The fact that the kingdom will come postures us in an unshakable hope, but it is not a hope detached from our today; it is a hope that is woven together with our today.
One of the oft under-taught themes in the Scriptures is that the end of all things is not fully discontinuous with our reality today. To be clear, there is a degree of discontinuity - there is a new heaven and a new earth, for the first one does pass away (again, Revelation 21:1), but there is also a continuity as well. The message of the Scriptures is that the kingdom as it comes fully then is shaped by our lives now.
This is what Paul speaks of when he talks of what is burned up and what carries through into eternity (1 Corinthians 3:10-15). There are things that are discontinuous - wood, hay, and stubble, which will be consumed on the great Day. Reality then will not contain the things that reality now does. Yet at the same time, there are also things that will carry through: gold, silver, and precious stones. Paul writes that these things will be revealed by the fire rather than consumed by it. While there are some things that are lost, there are also things that are not - things that are built now that will still be here then. We see this same theme unpacked in the chapters of Revelation where Jesus gives instructions to the churches: what they do in the here and now shapes what their reality will be for all eternity.
I'm not sure how typical my experience has been, but this is a theme that in the last few years I've found my understanding was far less dialed into than the Scriptures discuss. I would have agreed with the idea that there is somehow something that carries across (perhaps the rewards for our actions?), but my expectation was that 99.5% of the now will be obliterated and eternity to come will be almost entirely different in every way than our now. The further I've dug in, the more I see there is a lot more continuity there than I had first seen.
This is typified by the tip of the spear as it comes to the kingdom coming, Jesus. Jesus is the one who has gone ahead of us into the fullness of the kingdom. He is the one who has already experienced the final resurrection of the dead and as such now typifies the character of the Age to Come in its fullness. (This is why Paul argues that Jesus' resurrection proves that there is an end-time resurrection as he does in 1 Corinthians 15:12-13). And here is the fascinating thing to me: Jesus' resurrection body is made of his crucified body. To be clear, it's not the same as his crucified body; it is substantially different in some dramatic ways, but it is also substantially the same in some dramatic ways. His disciples still recognize him (when he wants them to - Luke 24:31), he still has the holes in his hands and side (Luke 24:40).
It's not that Jesus' new body bears no overlap with his previous body, but rather that his previous body was filled and swallowed up by life and in that transformed - and so it will be with us as well (2 Corinthians 5:4). The relationship between us then and us now is not one of complete reset: instead us then is what grows when us now is sown (1 Corinthians 15:42-44).
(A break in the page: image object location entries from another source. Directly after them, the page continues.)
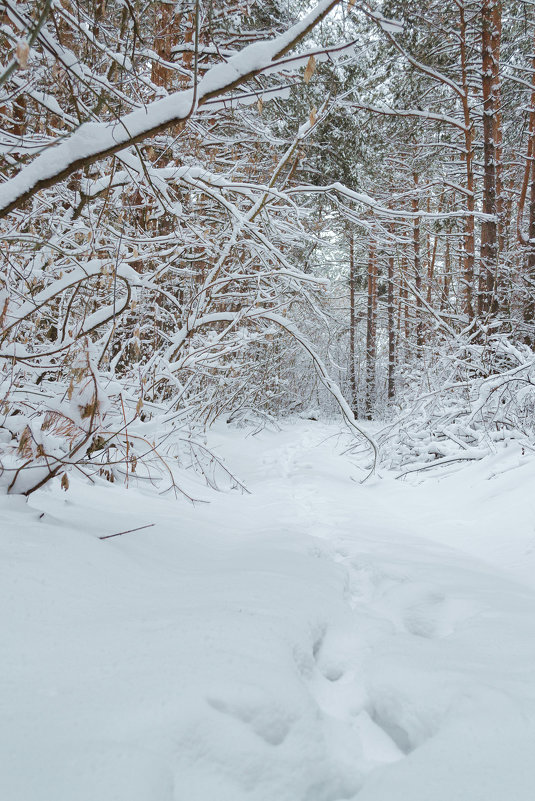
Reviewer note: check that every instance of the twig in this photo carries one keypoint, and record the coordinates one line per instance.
(130, 530)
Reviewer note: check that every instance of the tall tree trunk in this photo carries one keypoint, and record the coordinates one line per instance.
(468, 156)
(352, 326)
(487, 301)
(417, 267)
(371, 342)
(528, 311)
(391, 324)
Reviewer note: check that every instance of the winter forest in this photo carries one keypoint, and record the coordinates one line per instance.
(267, 400)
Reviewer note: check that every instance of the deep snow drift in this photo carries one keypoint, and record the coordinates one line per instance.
(316, 640)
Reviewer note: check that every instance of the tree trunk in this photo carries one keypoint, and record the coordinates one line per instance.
(352, 327)
(391, 325)
(371, 344)
(417, 268)
(487, 301)
(468, 157)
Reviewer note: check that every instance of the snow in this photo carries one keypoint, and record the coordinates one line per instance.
(315, 640)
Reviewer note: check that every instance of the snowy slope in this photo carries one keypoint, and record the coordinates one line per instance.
(316, 640)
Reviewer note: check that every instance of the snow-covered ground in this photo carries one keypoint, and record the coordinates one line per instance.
(316, 640)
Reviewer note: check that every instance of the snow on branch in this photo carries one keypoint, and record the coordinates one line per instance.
(95, 140)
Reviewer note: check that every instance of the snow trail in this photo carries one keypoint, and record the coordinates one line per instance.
(317, 640)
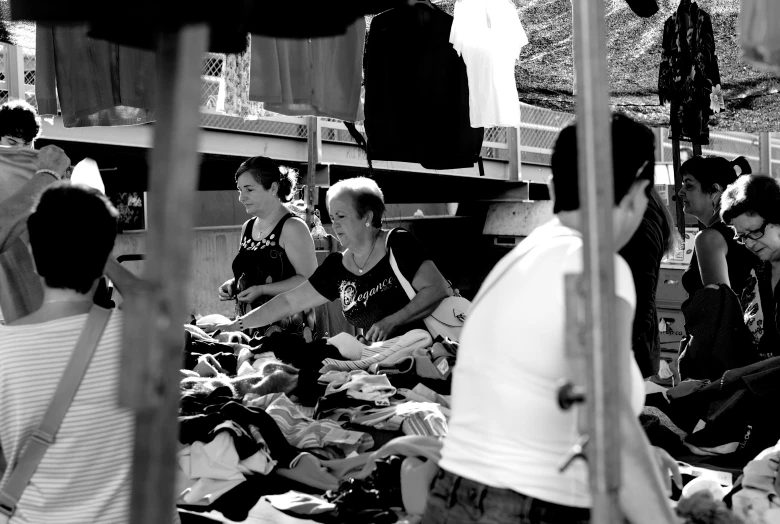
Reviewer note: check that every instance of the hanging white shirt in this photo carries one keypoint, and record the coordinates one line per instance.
(489, 36)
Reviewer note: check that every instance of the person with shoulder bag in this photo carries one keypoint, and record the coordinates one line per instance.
(67, 442)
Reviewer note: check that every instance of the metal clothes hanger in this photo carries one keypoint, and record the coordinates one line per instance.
(426, 3)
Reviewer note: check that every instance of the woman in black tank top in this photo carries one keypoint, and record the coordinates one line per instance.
(717, 257)
(276, 252)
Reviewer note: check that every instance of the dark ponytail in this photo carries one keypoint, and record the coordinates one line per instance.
(712, 170)
(742, 163)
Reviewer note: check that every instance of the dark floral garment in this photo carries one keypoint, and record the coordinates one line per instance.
(264, 261)
(762, 311)
(689, 72)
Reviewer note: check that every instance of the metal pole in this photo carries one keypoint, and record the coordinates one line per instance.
(314, 147)
(677, 186)
(594, 148)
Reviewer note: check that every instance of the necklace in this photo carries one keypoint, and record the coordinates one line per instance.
(360, 268)
(72, 301)
(273, 223)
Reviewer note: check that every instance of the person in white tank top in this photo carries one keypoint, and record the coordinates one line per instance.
(507, 436)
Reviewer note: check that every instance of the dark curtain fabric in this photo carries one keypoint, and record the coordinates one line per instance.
(689, 72)
(229, 24)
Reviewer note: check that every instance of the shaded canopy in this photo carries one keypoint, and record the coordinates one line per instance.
(545, 71)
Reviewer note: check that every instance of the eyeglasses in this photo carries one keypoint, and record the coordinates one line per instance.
(756, 234)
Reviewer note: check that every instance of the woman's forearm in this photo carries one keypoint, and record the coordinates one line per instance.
(642, 488)
(283, 286)
(275, 309)
(421, 306)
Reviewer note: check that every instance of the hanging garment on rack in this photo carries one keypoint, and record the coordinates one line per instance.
(417, 93)
(489, 36)
(760, 33)
(688, 76)
(229, 21)
(314, 76)
(643, 8)
(98, 83)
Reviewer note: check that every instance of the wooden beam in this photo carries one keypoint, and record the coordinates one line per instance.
(594, 150)
(153, 390)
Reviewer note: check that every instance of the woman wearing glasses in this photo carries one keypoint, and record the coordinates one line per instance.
(717, 257)
(752, 207)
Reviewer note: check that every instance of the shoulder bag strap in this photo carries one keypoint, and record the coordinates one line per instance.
(393, 264)
(43, 436)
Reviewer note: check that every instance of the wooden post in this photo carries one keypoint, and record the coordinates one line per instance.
(659, 144)
(765, 153)
(594, 148)
(677, 187)
(515, 162)
(172, 184)
(311, 195)
(14, 68)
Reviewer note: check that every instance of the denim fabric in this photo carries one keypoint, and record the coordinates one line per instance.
(455, 500)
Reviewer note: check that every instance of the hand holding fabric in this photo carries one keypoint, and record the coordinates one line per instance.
(668, 465)
(381, 330)
(250, 294)
(226, 290)
(54, 158)
(761, 474)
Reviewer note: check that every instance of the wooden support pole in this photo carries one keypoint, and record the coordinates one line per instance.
(659, 144)
(14, 68)
(765, 153)
(172, 182)
(594, 148)
(515, 162)
(677, 186)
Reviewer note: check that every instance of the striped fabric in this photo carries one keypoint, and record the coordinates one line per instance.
(387, 352)
(428, 424)
(85, 476)
(304, 432)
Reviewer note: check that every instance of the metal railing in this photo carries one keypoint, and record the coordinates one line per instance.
(538, 129)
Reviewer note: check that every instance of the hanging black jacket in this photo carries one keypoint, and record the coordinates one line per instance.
(688, 72)
(719, 340)
(417, 93)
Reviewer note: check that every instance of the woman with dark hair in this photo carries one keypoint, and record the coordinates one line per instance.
(717, 257)
(654, 238)
(751, 206)
(276, 252)
(371, 296)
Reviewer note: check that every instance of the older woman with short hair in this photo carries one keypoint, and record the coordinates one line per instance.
(751, 206)
(361, 277)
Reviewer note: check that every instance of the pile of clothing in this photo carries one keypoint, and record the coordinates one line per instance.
(276, 415)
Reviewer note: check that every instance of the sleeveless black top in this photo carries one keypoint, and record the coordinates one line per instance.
(261, 262)
(370, 297)
(739, 260)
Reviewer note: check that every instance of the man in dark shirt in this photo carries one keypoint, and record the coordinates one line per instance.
(644, 253)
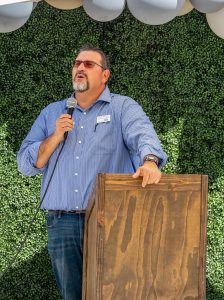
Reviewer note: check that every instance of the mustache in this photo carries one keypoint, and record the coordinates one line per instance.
(81, 73)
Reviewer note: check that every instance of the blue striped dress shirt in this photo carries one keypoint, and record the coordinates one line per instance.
(111, 136)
What all this reveals is that not only do we walk with a great hope for what is to come, but also a wonder that the glories to come are being sown in our present life now. We are presently shaping eternity. The texture of its life is fixed, but in a mysterious way its shape is still being ironed out through our lives. God has granted to us a role in architecting what is ahead. What we build now with gold, silver, and precious stones does become part of the fabric of the great City that is to Come (Revelation 21:18-19). And that means that our great hope is not a hope that is antithetical to our now, but rather deeply and meaningfully connected to it. We aren't just looking to then as an escape from our now, but we are looking to then as the reaping of all that is sown now.